Yucatan’s legislature passed a new law in February 2011, with a set of rules that takes a mere 288 pages to describe. A brief scan of Yucatan’s new "Rules of the Road" offers definitions of cars, passengers, pedestrians, underpasses, and even fire hydrants, with additional sections on who is allowed to install topes, what you are supposed to keep in your Emergency Road Kit, approved types of cellular phone usage and another 250 or so odd pages on baby seats, helmets, insurance requirements, emissions testing and drug testing. We now have laws governing everything from "no red lights on top of your car" to the red lights required for night-time use as part of your emergency kit, and from fire extinguishers to fines based on one-hundred times the Minimum Wage.
There is even a whole section on the special officers in Bright Yellow Vests who will help guide us through the first 180 days of Yucatan’s plan for implementing the key points of the new road rules, in what looks to be a lifetime’s worth of Spanish-English translations of legalese.
Where The Rubber Meets The Road Rules
So what we all want to know is the nitty gritty, the details, where the rubber meets the road (especially this one!), where the tough get going while the meek go home, whether to run with the big dogs or stay on the porch, to be or not to be… yes, there are a lot of questions, and that is only one of them.
After reading it through, we think this is the bottom line: There are so many details in this 288-page law that it staggers the mind to imagine any single article like this one that could accurately and completely describe and condense what may be as many as 4,050 details that are catalogued here.

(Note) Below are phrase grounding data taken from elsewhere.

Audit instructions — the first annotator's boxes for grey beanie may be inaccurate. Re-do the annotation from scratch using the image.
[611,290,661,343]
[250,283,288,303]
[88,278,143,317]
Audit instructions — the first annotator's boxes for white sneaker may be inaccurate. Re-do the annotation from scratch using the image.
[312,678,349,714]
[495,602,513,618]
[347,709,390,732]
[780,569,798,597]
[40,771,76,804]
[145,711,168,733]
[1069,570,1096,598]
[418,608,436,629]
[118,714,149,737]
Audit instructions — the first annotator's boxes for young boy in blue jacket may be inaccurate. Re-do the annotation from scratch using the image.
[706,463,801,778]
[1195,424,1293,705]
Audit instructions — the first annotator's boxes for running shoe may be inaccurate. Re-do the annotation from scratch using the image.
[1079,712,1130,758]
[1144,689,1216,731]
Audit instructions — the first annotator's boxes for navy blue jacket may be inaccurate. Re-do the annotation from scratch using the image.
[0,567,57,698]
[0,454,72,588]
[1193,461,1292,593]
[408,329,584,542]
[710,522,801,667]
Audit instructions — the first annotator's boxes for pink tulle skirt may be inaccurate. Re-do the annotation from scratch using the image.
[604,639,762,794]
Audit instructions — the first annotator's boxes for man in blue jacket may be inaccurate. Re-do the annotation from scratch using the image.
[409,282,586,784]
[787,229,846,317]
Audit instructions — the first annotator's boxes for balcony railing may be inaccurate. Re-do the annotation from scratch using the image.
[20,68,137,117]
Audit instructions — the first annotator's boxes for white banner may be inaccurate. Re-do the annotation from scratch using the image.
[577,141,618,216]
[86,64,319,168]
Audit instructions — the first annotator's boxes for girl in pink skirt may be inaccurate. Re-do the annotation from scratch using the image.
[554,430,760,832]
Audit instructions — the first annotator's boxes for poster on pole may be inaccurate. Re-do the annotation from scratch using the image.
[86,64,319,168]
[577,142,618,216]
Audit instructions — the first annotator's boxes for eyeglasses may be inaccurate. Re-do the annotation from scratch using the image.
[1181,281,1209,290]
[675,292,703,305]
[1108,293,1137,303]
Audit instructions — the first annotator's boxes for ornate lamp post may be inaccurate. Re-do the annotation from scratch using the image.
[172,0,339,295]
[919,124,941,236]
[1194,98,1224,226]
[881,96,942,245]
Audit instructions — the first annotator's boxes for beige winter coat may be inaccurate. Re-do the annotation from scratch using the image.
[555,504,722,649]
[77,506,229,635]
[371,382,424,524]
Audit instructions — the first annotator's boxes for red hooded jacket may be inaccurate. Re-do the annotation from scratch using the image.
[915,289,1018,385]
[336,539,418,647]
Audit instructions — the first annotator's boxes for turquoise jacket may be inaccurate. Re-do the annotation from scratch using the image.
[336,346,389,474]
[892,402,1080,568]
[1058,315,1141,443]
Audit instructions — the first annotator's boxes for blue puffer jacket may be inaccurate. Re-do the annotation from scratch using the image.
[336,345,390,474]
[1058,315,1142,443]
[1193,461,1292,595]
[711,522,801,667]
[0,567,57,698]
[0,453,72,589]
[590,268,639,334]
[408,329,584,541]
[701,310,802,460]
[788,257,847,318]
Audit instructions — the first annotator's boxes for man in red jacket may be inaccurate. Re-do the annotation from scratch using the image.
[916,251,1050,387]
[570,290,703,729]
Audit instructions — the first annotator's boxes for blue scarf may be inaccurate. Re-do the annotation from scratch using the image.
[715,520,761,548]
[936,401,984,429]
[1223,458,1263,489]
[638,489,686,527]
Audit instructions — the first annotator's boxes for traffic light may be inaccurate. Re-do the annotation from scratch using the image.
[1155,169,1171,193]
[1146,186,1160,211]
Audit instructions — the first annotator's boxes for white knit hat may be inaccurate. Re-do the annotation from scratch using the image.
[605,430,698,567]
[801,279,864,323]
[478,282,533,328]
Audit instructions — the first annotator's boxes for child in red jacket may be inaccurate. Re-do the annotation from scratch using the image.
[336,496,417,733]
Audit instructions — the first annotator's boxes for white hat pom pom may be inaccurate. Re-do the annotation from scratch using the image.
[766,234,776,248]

Frankly, there are so many requirements and miniscule details covering Peritos (the name for the special police officer that comes out to investigate auto accidents. These officers are specially trained and work for SSPPE del Gobierno del Estado de Yucatan) to peatones (pedestrians), that Yucatecan officers could study for a year to learn just one half of the rules they are supposed to enforce. Not to mention that it could take a decade to get a state full of laid-back Yucatecans to comply.